Expect Home Rule Charter delivered to homes next week

Expect Home Rule Charter delivered to homes next week

SCITUATE – Every home in Scituate should receive a copy of the proposed Home Rule Charter in the mail next week after $10,000 was allotted during the Financial Town Meeting to give voters a chance to review the 65-page document before going to vote on Nov. 3.

During the Sept. 10 Town Council meeting, residents expressed concerns that Town Clerk Peggy Long had not already sent out the mailers for the governing document. Scituate Democratic Town Committee President Alicia Kelley said the FTM was eight weeks ago, questioning the delay.

Long responded that it took “extensive work” to coordinate the mailing with a printer, and she guaranteed the documents would be in the postbox within 10 days, or Sept. 20. Long said she waited until closer to the Nov. 3 general election, and thought a window five or six weeks before the election was better.

“We didn’t want to send it out too early where people just throw it away,” she said.

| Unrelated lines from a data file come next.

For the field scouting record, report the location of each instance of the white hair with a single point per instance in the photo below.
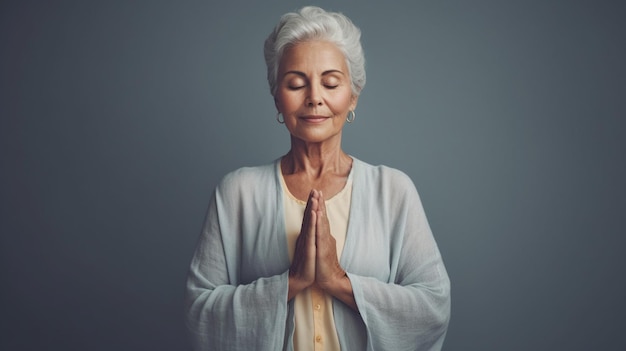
(313, 23)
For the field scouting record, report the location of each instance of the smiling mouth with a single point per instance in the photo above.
(314, 119)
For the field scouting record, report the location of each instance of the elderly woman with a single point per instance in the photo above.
(317, 250)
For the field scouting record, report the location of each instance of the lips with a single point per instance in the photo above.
(314, 119)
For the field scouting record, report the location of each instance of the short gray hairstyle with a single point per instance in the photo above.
(313, 23)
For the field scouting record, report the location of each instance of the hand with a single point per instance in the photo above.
(302, 270)
(328, 271)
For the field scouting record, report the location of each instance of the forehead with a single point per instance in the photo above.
(313, 57)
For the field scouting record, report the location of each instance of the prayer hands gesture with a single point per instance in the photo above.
(315, 258)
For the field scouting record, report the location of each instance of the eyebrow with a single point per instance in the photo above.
(299, 73)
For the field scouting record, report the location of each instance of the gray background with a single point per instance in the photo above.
(119, 117)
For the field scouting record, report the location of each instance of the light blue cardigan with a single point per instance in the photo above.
(238, 280)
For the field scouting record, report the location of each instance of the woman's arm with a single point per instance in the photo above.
(221, 312)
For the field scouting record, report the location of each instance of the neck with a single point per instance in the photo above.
(315, 159)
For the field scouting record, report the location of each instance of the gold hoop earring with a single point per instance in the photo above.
(351, 116)
(278, 118)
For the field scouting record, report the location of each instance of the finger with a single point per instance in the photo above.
(322, 202)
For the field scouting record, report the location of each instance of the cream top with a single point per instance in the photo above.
(314, 321)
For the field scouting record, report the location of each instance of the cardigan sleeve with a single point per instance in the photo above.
(407, 307)
(223, 312)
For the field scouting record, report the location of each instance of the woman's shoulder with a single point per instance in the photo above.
(249, 178)
(381, 173)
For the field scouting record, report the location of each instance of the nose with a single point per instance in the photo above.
(314, 98)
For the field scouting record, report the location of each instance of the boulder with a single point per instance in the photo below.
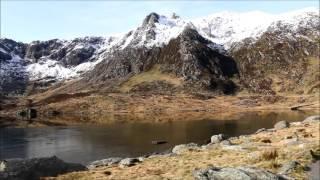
(127, 162)
(226, 143)
(281, 125)
(104, 162)
(185, 147)
(239, 173)
(289, 167)
(312, 119)
(19, 169)
(261, 130)
(217, 138)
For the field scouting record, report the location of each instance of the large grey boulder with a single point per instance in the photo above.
(104, 162)
(312, 119)
(127, 162)
(239, 173)
(34, 169)
(218, 138)
(281, 125)
(185, 147)
(290, 167)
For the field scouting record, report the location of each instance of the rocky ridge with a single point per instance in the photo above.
(207, 52)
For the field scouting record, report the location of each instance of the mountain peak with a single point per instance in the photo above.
(151, 19)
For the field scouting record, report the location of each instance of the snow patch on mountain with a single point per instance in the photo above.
(222, 29)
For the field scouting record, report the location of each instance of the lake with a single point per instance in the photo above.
(86, 143)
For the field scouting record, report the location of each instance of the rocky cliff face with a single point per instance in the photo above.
(283, 59)
(205, 53)
(189, 56)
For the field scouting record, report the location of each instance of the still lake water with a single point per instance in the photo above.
(83, 144)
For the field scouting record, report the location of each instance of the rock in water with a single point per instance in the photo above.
(36, 168)
(104, 162)
(127, 162)
(217, 138)
(239, 173)
(289, 167)
(281, 125)
(184, 147)
(312, 119)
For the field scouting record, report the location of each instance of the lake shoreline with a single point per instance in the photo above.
(259, 146)
(157, 108)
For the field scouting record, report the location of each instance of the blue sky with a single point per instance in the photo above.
(27, 20)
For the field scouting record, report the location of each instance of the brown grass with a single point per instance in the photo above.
(257, 154)
(153, 74)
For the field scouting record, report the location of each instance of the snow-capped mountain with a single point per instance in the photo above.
(59, 60)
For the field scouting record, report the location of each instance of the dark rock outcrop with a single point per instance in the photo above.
(188, 56)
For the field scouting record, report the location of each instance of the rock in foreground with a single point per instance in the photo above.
(240, 173)
(36, 168)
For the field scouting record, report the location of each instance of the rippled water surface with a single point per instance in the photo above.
(86, 143)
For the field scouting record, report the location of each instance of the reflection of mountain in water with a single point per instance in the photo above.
(91, 142)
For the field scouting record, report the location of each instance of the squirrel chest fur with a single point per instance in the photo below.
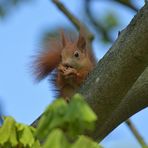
(71, 60)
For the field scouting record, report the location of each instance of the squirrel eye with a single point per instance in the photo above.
(76, 54)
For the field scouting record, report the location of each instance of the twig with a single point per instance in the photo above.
(135, 132)
(99, 28)
(74, 20)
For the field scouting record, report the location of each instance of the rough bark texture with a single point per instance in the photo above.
(136, 98)
(115, 74)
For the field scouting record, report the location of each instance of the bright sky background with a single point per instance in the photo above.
(20, 34)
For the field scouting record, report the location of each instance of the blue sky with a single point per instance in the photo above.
(20, 34)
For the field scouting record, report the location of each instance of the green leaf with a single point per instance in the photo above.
(52, 118)
(85, 142)
(27, 138)
(8, 132)
(56, 139)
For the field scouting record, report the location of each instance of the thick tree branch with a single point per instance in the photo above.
(115, 74)
(127, 3)
(135, 100)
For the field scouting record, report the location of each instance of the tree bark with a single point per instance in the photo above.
(118, 70)
(135, 100)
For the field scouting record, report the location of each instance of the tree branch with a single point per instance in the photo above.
(135, 132)
(135, 100)
(78, 25)
(98, 27)
(127, 3)
(115, 74)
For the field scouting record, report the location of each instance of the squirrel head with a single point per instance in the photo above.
(74, 54)
(65, 52)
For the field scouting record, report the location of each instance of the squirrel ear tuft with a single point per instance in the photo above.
(63, 39)
(81, 44)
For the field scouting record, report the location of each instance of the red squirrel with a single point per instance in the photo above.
(72, 61)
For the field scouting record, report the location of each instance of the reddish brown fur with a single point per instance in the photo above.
(71, 70)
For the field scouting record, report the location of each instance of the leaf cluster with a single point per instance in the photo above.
(17, 135)
(61, 126)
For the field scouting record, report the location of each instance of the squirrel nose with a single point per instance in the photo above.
(67, 65)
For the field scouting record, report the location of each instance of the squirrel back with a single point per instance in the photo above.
(72, 61)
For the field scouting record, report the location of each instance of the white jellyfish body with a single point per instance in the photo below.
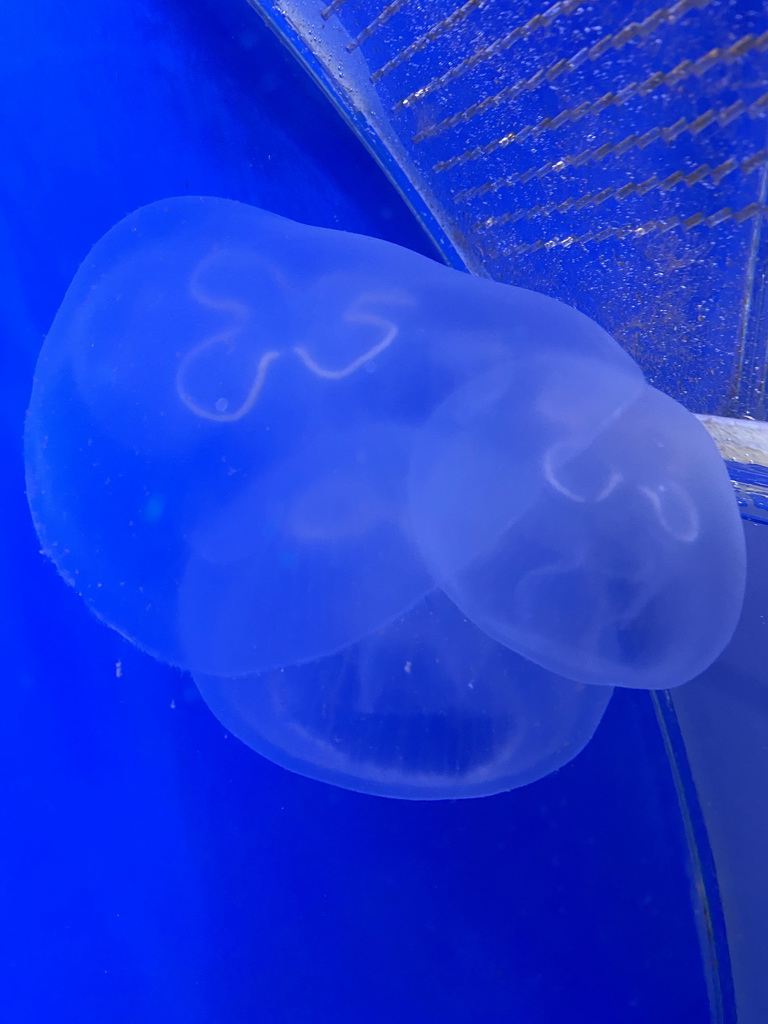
(290, 460)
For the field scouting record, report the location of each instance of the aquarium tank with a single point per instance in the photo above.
(386, 482)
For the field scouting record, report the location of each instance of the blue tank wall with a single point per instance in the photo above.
(153, 867)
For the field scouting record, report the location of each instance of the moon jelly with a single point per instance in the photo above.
(295, 462)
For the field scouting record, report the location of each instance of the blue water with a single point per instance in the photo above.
(156, 868)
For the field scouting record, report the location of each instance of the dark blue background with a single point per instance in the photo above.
(153, 868)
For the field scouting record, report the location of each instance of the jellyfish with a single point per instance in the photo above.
(294, 461)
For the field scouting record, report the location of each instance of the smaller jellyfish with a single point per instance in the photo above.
(620, 559)
(428, 708)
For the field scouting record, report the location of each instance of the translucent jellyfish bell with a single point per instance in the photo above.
(429, 708)
(625, 564)
(390, 516)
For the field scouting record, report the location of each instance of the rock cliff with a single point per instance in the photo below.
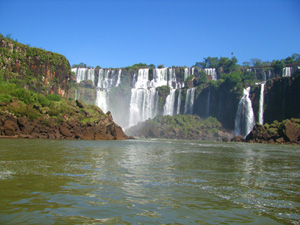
(33, 68)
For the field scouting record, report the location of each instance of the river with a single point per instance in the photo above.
(148, 182)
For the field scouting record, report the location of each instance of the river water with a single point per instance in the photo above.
(148, 182)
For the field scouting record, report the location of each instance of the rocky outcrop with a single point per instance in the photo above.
(286, 132)
(181, 127)
(22, 127)
(34, 68)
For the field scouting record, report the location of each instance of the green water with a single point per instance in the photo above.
(148, 182)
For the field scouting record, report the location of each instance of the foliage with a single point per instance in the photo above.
(28, 66)
(232, 80)
(54, 97)
(26, 103)
(278, 67)
(137, 66)
(80, 65)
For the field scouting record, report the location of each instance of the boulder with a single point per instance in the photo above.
(292, 131)
(238, 138)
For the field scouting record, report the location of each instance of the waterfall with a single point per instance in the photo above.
(170, 101)
(211, 72)
(160, 77)
(188, 72)
(144, 97)
(84, 74)
(265, 75)
(106, 81)
(101, 100)
(286, 72)
(208, 104)
(179, 102)
(261, 105)
(189, 101)
(244, 119)
(119, 77)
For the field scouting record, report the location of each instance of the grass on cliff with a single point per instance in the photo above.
(187, 123)
(25, 103)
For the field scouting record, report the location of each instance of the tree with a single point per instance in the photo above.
(278, 67)
(256, 62)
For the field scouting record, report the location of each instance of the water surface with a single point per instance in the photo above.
(148, 182)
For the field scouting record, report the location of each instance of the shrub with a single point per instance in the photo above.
(43, 100)
(54, 97)
(5, 98)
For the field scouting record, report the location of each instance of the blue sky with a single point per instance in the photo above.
(116, 33)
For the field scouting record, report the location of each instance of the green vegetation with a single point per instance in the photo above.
(180, 127)
(33, 68)
(139, 66)
(20, 102)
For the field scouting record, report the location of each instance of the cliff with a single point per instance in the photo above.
(33, 68)
(190, 127)
(27, 114)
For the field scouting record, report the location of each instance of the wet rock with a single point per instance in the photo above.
(238, 138)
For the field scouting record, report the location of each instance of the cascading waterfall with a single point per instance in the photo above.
(244, 119)
(144, 97)
(170, 101)
(188, 72)
(189, 101)
(178, 102)
(208, 104)
(211, 72)
(286, 72)
(84, 74)
(261, 104)
(106, 81)
(119, 78)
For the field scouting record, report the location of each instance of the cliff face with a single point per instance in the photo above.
(281, 99)
(220, 102)
(33, 68)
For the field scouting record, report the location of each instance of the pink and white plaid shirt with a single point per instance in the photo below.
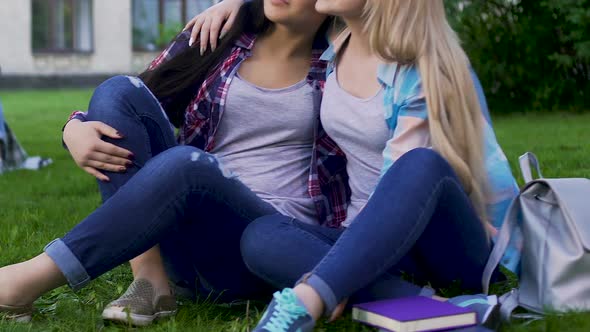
(328, 180)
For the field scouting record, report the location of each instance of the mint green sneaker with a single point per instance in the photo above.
(285, 313)
(486, 308)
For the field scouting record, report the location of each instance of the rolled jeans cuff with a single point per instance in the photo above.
(68, 263)
(324, 291)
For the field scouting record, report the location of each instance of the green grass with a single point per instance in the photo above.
(37, 207)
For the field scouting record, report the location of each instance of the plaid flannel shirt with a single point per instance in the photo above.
(328, 182)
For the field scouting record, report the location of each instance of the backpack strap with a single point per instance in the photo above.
(509, 225)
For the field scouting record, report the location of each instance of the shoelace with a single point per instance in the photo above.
(285, 312)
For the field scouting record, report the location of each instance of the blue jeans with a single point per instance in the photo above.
(177, 196)
(418, 221)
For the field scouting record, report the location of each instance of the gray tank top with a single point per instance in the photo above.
(358, 127)
(266, 137)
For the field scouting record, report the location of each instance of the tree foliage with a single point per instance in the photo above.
(528, 53)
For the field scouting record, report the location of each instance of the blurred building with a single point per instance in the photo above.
(44, 41)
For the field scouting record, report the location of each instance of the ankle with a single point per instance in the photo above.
(13, 290)
(157, 280)
(310, 299)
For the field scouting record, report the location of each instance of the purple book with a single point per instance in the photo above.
(415, 313)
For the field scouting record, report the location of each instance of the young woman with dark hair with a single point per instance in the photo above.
(247, 113)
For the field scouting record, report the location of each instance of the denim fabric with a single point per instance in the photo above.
(177, 196)
(419, 219)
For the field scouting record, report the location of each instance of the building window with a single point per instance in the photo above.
(156, 22)
(62, 25)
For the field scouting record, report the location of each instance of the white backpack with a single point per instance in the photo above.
(554, 218)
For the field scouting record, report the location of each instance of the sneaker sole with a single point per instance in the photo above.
(119, 316)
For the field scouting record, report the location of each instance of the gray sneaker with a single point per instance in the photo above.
(285, 313)
(16, 314)
(138, 305)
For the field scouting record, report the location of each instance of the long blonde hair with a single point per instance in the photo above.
(416, 32)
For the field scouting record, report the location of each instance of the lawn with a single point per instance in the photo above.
(37, 207)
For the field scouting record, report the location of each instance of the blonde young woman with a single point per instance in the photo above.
(425, 187)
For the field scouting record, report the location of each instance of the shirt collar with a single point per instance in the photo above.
(246, 41)
(386, 72)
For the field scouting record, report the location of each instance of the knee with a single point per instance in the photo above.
(190, 164)
(258, 243)
(422, 160)
(115, 91)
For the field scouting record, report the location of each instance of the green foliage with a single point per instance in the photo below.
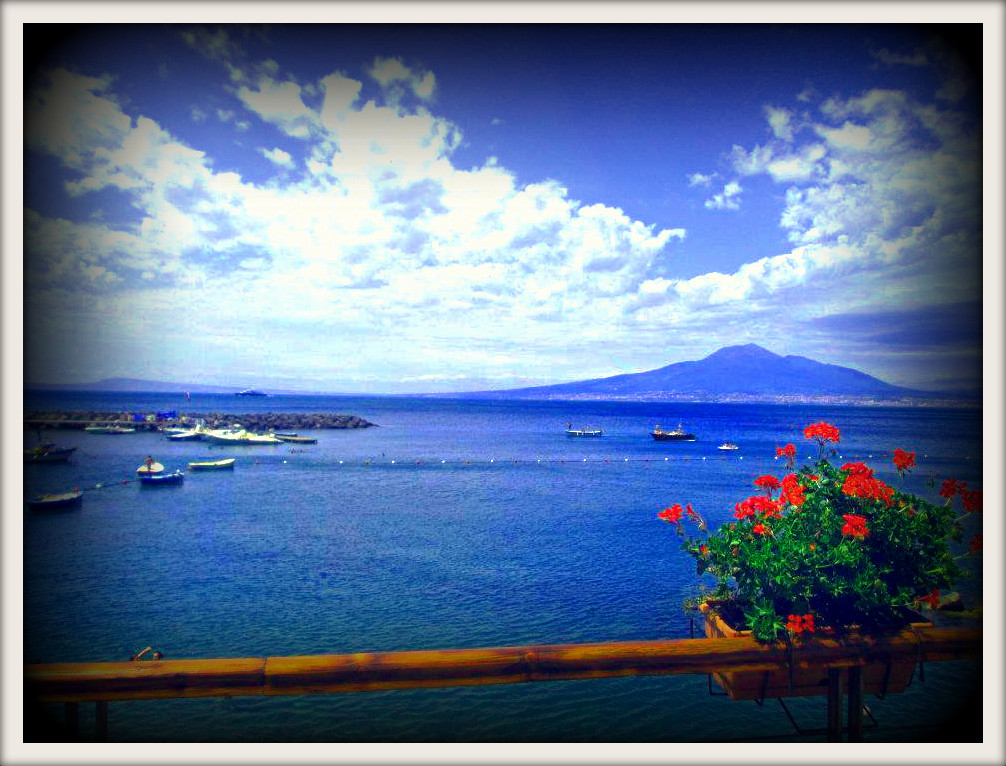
(836, 544)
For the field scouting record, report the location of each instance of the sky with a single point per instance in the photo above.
(386, 208)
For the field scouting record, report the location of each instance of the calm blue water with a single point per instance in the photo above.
(451, 524)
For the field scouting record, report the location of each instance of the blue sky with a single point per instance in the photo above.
(395, 208)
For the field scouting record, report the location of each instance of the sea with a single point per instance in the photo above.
(451, 523)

Home Rule Charter Commission member Ruth Strach said the delay was disappointing. She said without being able to do outreach due to coronavirus restrictions, the mailer is the best way for people to learn about the proposed charter.

“I really wished that it had gone out sooner. It’s a $10,000 investment. It’s getting late for people to spend time with,” she said.

A copy of the charter is available on the town’s website, www.scituateri.org. Strach has a dedicated phone line for residents with questions about the Home Rule Charter, and she can be reached at 401-474-3848.

Strach petitioned for the Home Rule Charter after the former Town Council appointed a commission to draft a legislative charter. The legislative charter was completed months before the Home Rule Charter, and was used as a guideline for its drafting.

“Home Rule is by the people, for the people,” says Strach of her preferred charter.

There are three significant changes to the Home Rule Charter that will change how the town is governed. Mainly, the town would hire a full-time town manager to oversee day-to-day operations under the command of the elected Town Council. Under the manager’s leadership, the town clerk and treasurer would change to hired positions rather than elected.

As the last town in Rhode Island to govern without a charter, Strach said it is time for things to change.

She has one message to send to residents regarding the charter: read it.

“It’s about making this town better. We should have done this long ago,” she said.